Survival of Patients Who Opt for Dialysis Versus Conservative Care

A Systematic Review and Meta-Analysis

Carlijn G.N. Voorend; Mathijs van Oevelen; Wouter R. Verberne; Iris D. van denWittenboer; Olaf M. Dekkers; Friedo Dekker; Alferso C. Abrahams; Marjolijn van Buren; Simon P. Mooijaart; Willem Jan W. Bos

Disclosures

Nephrol Dial Transplant. 2022;37(8):1529-1544. 

In This Article

Abstract and Introduction

Abstract

Graphical Abstract

Background: Non-dialytic conservative care (CC) has been proposed as a treatment option for patients with kidney failure. This systematic review and meta-analysis aims at comparing survival outcomes between dialysis and CC in studies where patients made an explicit treatment choice.

Methods: Five databases were systematically searched from origin through 25 February 2021 for studies comparing survival outcomes among patients choosing dialysis versus CC. Adjusted and unadjusted survival rates were extracted and meta-analysis performed where applicable. Risk of bias analysis was performed according to the Cochrane Risk Of Bias In Non-randomized Studies of Interventions.

Results: A total of 22 cohort studies were included covering 21 344 patients. Most studies were prone to selection bias and confounding. Patients opting for dialysis were generally younger and had fewer comorbid conditions, fewer functional impairments and less frailty than patients who chose CC. The unadjusted median survival from treatment decision or an estimated glomerular filtration rate <15 mL/min/1.73 m2 ranged from 20 and 67 months for dialysis and 6 and 31 months for CC. Meta-analysis of 12 studies that provided adjusted hazard ratios (HRs) for mortality showed a pooled adjusted HR of 0.47 (95% confidence interval 0.39–0.57) for patients choosing dialysis compared with CC. In subgroups of patients with older age or severe comorbidities, the reduction of mortality risk remained statistically significant, although analyses were unadjusted.

Conclusions: Patients opting for dialysis have an overall lower mortality risk compared with patients opting for CC. However, a high risk of bias and heterogeneous reporting preclude definitive conclusions and results cannot be translated to an individual level.

Introduction

Dialysis is the most frequently chosen treatment for patients with kidney failure. Current guidelines recommend presenting comprehensive conservative care (CC) as a treatment alternative to vulnerable patients.[1,2] CC captures a range of pharmacological, clinical and lifestyle interventions, except dialysis, to delay the progression of kidney disease, minimize risks and complications and provide active symptom management and psychosocial support.[1] Although CC is generally more focused on maintaining health-related quality of life (HRQoL) than potentially increasing survival, reliable estimation of the survival outcomes of both CC and dialysis might help to inform patients and healthcare professionals in shared decision making.

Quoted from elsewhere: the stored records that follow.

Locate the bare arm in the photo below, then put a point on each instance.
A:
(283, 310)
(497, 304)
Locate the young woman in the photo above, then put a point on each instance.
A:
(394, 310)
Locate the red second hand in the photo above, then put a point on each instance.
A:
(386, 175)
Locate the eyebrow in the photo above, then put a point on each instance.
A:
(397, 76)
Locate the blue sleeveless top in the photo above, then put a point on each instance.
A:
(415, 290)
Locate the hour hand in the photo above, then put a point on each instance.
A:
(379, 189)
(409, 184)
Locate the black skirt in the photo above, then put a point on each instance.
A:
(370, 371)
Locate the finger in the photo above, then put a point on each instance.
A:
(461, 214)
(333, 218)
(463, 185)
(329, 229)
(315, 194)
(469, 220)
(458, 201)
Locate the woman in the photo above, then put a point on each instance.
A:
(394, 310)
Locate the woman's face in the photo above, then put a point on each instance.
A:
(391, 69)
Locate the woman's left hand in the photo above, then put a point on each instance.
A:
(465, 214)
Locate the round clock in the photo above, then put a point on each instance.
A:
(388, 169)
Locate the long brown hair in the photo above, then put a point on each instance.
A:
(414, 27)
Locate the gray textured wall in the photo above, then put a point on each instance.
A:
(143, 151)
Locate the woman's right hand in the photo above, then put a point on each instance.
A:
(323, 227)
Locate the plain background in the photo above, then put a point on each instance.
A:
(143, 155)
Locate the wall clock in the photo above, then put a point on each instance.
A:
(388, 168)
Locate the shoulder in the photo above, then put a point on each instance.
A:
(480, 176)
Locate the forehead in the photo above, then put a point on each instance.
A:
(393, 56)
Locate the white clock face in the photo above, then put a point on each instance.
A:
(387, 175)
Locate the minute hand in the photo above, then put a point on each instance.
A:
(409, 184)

Previous attempts have been made to systematically compare survival data for kidney failure patients choosing between dialysis and CC.[3–6] Most recent reviews suggest a survival benefit for dialysis over CC but highlight the heterogeneity of included studies.[5,6] Comparability between both groups is hampered due to confounding by indication, which occurs when CC is more often chosen by or offered to patients deemed to have a worse prognosis, e.g. older or more frail patients. Additionally, the start of CC is difficult to define compared with dialysis, potentially resulting in selection bias.[7] Using both the explicit treatment decision and aligning the starting point for survival analysis is therefore critical.

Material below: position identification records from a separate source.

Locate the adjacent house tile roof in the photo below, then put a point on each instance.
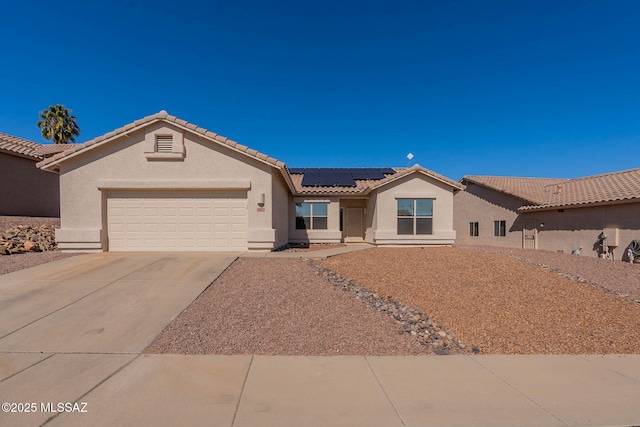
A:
(530, 190)
(13, 144)
(162, 115)
(597, 189)
(46, 150)
(365, 186)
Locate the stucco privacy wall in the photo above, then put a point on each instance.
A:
(484, 206)
(555, 229)
(123, 163)
(413, 187)
(26, 190)
(564, 230)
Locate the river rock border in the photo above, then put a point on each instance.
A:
(413, 321)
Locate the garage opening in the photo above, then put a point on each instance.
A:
(176, 221)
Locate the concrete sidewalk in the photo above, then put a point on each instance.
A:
(168, 390)
(320, 253)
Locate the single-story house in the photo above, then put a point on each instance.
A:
(24, 189)
(163, 184)
(566, 215)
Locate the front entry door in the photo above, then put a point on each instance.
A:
(529, 234)
(354, 230)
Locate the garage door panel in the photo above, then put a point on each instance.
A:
(186, 221)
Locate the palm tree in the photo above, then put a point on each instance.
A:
(57, 124)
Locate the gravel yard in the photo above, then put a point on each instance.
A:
(281, 307)
(621, 278)
(9, 263)
(505, 306)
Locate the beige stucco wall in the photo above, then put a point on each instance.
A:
(484, 206)
(205, 164)
(581, 228)
(416, 186)
(556, 230)
(26, 190)
(280, 204)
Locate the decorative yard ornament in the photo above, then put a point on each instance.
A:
(410, 157)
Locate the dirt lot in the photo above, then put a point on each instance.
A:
(500, 304)
(9, 263)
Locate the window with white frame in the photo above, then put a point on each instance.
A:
(164, 144)
(473, 229)
(415, 216)
(311, 216)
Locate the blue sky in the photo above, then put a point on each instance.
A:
(519, 88)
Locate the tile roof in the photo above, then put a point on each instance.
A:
(530, 190)
(597, 189)
(13, 144)
(363, 186)
(164, 116)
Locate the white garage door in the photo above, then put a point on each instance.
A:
(177, 221)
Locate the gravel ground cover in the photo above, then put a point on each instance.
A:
(618, 277)
(499, 304)
(9, 263)
(281, 307)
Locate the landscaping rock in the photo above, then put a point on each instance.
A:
(413, 321)
(22, 239)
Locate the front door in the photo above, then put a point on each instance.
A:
(529, 234)
(354, 225)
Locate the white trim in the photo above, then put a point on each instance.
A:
(414, 196)
(134, 184)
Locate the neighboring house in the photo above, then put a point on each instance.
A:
(567, 215)
(161, 183)
(26, 190)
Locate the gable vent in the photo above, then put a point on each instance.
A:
(164, 143)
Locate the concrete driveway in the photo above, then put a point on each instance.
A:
(101, 303)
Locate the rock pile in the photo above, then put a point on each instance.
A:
(413, 321)
(22, 239)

The aim of this systematic review was to compare the survival of patients with kidney failure who made an explicit choice for a dialysis pathway versus CC, e.g. excluding studies where dialysis was withheld on medical grounds, in line with a recently published systematic review on HRQoL.[8] Additionally, we looked at subgroups of patients >80 years of age and those with severe comorbidity and frailty. We aimed at including studies that evaluated outcomes from predefined time points, preferably the moment of treatment decision, as an equivalent time point for treatment start itself is difficult to identify in both treatment pathways.[9]